So I'm trying to use ;;&
in a bash case
statement and I'm getting syntax errors.
(macOS 10.14.5, Darwin 18.6.0)
The back story is that I have some scripts that set up unit tests. Different tests need slightly different data sets to work on, so I wrote (essentially) the following (with the details removed, as it doesn't seem to matter):
case $TEST in
( 1 )
# no setup needed
;;
( 2 | 4 | 6 | 7 | 8 | 9 | 10 | 11 | 12 )
# these tests need a simple set of captured data
echo "Capture 1 2 3"
;;&
( 12 )
# in addition, test 12 needs some unique data
echo "Capture 4 non duplicate"
;;
( 3 | 5 )
# these tests need data captured in seperate operations
echo "Capture 1"
echo "Capture 2"
echo "Capture 3"
;;
esac
When I run this, I get the following error:
Tests/prepare.sh: line 26: syntax error near unexpected token `&'
Tests/prepare.sh: line 26: ` ;;&'
According to man bash
:
If the ;; operator is used, no subsequent matches are attempted after the first pattern match. Using ;& in place of ;; causes execution to continue with the list associated with the next set of patterns.
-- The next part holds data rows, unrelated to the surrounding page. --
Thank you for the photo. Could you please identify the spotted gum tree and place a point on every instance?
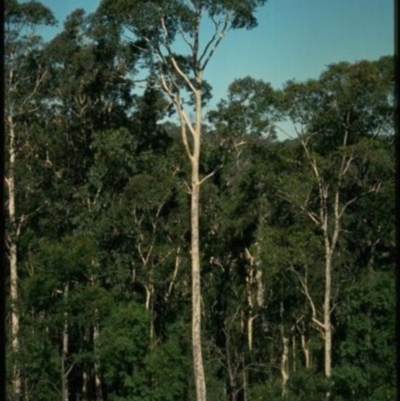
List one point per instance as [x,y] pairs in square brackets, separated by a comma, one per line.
[159,29]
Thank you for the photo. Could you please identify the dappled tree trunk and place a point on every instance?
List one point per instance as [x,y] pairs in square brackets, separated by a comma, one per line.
[13,258]
[97,380]
[285,353]
[195,248]
[64,352]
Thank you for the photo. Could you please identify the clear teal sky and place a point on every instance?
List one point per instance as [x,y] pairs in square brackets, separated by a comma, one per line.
[294,39]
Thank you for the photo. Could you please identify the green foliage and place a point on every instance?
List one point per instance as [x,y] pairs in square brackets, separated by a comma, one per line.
[366,331]
[122,347]
[104,229]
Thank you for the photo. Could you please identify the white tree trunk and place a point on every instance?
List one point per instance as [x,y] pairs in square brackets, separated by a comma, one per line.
[13,258]
[195,251]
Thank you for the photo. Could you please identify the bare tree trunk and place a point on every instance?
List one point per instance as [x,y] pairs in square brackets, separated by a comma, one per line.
[97,380]
[64,353]
[327,317]
[306,351]
[285,354]
[13,259]
[195,248]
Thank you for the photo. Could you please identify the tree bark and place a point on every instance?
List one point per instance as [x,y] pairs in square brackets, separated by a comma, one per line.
[13,259]
[195,250]
[64,353]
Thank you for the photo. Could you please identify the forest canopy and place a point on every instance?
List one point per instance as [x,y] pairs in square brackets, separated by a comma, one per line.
[296,229]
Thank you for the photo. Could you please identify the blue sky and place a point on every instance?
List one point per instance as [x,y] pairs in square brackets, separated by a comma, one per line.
[295,39]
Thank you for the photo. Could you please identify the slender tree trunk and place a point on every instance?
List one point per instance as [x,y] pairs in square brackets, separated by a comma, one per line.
[284,356]
[306,351]
[327,317]
[64,353]
[195,248]
[13,259]
[97,380]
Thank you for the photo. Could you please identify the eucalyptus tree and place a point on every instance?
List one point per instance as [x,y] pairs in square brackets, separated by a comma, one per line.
[341,115]
[25,74]
[156,28]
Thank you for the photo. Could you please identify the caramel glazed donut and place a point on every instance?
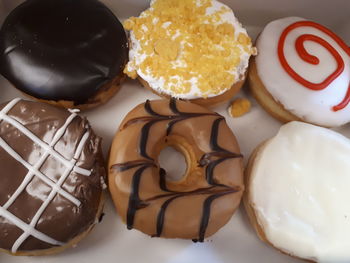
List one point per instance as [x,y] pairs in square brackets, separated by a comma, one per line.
[201,202]
[51,181]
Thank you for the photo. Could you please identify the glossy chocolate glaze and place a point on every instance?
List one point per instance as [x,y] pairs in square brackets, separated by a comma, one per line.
[62,220]
[208,162]
[62,49]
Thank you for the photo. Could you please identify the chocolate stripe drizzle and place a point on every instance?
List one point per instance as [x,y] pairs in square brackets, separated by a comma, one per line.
[210,160]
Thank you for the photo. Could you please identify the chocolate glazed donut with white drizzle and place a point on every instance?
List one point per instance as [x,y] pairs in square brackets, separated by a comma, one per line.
[51,180]
[194,207]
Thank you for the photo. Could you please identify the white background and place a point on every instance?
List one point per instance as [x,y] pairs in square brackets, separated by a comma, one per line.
[236,242]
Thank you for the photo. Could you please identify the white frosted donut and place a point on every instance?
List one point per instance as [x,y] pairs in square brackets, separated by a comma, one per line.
[188,55]
[299,190]
[325,105]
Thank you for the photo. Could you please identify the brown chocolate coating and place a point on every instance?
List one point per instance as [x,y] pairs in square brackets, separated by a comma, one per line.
[204,199]
[62,50]
[61,220]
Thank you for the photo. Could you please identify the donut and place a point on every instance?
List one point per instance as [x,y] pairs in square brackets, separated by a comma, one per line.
[204,199]
[297,192]
[302,73]
[69,53]
[52,179]
[192,50]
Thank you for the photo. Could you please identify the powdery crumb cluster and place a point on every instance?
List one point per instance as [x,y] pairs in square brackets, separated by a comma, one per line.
[239,107]
[187,47]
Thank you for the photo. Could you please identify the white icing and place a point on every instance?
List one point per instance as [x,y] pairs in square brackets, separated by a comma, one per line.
[136,57]
[309,105]
[300,191]
[29,230]
[52,194]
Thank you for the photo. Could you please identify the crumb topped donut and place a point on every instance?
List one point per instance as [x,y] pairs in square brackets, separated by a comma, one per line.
[66,52]
[302,72]
[201,202]
[298,195]
[52,175]
[189,50]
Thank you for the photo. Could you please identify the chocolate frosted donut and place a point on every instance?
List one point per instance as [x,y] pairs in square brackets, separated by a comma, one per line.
[68,52]
[201,202]
[51,177]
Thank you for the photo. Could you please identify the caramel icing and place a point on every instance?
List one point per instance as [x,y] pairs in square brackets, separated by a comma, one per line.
[210,191]
[51,176]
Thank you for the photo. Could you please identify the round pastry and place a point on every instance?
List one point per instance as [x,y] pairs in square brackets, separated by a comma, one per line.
[192,50]
[197,205]
[66,52]
[51,181]
[298,195]
[302,72]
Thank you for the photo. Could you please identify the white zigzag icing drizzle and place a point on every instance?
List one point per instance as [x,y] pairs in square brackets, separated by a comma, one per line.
[33,170]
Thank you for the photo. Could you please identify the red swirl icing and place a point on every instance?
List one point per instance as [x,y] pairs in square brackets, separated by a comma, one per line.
[307,57]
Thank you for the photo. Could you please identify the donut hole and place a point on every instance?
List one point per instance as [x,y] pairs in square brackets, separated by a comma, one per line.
[173,162]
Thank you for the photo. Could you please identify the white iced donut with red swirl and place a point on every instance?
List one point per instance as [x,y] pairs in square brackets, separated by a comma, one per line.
[302,72]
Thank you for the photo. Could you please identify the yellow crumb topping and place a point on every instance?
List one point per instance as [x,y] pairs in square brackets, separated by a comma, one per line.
[183,45]
[239,107]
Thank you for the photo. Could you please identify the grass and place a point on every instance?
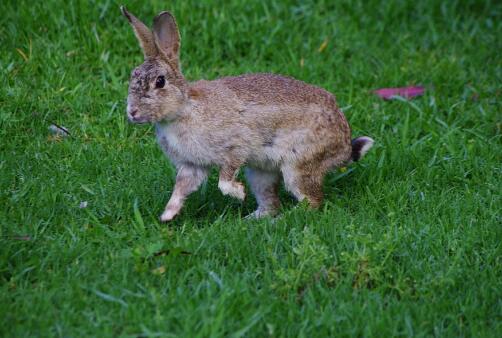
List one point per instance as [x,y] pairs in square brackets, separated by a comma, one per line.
[408,240]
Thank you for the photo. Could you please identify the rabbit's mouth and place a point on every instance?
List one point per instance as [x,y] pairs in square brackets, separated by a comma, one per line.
[137,119]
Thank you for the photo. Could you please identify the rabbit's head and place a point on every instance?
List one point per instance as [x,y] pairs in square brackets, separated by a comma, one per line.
[157,88]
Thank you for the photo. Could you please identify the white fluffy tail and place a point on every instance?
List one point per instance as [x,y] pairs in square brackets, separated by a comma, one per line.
[360,147]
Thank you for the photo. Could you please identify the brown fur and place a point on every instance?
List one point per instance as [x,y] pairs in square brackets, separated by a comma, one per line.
[270,123]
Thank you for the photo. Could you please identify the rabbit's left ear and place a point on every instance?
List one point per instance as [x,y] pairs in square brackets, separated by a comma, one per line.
[144,35]
[167,36]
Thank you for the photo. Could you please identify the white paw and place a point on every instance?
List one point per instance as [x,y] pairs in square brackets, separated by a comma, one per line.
[167,215]
[260,213]
[234,189]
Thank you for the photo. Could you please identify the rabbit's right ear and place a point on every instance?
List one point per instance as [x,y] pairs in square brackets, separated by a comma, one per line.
[167,37]
[143,34]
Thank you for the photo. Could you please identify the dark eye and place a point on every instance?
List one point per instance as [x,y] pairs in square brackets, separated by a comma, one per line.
[160,82]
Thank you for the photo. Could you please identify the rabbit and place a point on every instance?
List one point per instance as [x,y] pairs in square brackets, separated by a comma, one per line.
[273,125]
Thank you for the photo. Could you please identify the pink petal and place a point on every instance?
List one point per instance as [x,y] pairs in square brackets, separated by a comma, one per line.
[406,92]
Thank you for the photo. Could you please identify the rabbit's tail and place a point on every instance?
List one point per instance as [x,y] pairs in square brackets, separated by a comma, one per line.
[360,147]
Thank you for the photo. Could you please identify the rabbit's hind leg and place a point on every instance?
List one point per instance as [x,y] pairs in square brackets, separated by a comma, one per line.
[305,182]
[227,183]
[264,185]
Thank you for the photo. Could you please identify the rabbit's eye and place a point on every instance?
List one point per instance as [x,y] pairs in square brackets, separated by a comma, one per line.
[160,82]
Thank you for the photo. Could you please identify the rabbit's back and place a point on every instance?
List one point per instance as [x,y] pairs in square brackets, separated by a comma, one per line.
[264,120]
Using ;;& in place of ;; causes the shell to test the next pattern list in the statement, if any, and execute any associated list on a successful match.
My interpretation is thus: using ;;
is essentially a break
that skips over all subsequent patterns in the statement. A ;&
is essentially a no-op and just falls through to the next list (ignoring the pattern), and the ;;&
continues testing patterns starting with the next one.
I've tried using all ;&
and ;;&
but get a similar result. Given that bash
dates to the 1980's, I'm shocked this does't work. So I assume I'm just missing something, but I can't figure out what.
I can work around this for now (by duplicating the code in some steps so all patterns are unique), but this still haunts me and I would love to know the answer.